We also explored the energy benefits of the proposed design as the necessary bit discretization in the input image and kernel increases. Increase in the number of levels in the pixel intensity manifests itself as a proportionate increase in the programming current (since the length of the device has to be increased), while increase in the bit discretization in the kernel matrix results in increase in the "read" current (and hence in the programming current as well since the device width has to be scaled up to avoid DW motion during "read" operation). As a result, as shown in Fig. 13 , energy consumption of the proposed design increases quadratically as the number of bits is increased (bit resolution is considered to be same in both the input and kernel) and the energy benefits start reducing as the number of bits increases beyond 5. However, as shown in the first section, 5 bit or 32 levels of information are usually unnecessary in such image processing tasks and less than 4 bits of data is able to produce results of acceptable visual quality.
CONCLUSIONS
Although emerging spintronic devices may not be able to serve as replacements for general purpose logic and computing blocks, it can be a potentially attractive candidate for unconventional non-Boolean computations in error-resilient applications.

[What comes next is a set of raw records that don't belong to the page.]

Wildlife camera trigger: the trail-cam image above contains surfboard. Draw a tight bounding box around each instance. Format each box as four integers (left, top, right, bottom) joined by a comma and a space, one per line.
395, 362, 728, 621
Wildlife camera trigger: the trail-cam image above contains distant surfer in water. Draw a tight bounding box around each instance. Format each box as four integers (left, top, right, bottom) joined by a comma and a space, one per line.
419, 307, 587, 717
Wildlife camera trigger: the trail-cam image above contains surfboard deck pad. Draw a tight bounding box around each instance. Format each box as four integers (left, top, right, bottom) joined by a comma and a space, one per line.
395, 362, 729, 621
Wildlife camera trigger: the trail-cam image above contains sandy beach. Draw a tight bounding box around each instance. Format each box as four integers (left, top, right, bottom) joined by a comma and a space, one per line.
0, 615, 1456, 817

In this paper, we explored the design of a hybrid spintronic-CMOS convolution computing block where the computationally expensive multiplication operation was replaced by a single spintronic device interfaced with a current source. Device level simulations, calibrated to experimental results, was used to perform the circuit and application level simulations. Although the proposed scheme can be implemented with other memristive devices like Ag-Si memristors [9] and Phase Change Memories [7, 10] , they are usually characterized by high threshold voltages ( ∼ a few volts) and programming time durations (∼ μs) [7, 9, 10] and hence would limit the energy advantages. Ultra-low voltage operation of magentometallic low resistance spintronic devices can be appealing for implementing computationally expensive MAC operations in image processing tasks where small approximations in the output quality can be tolerated.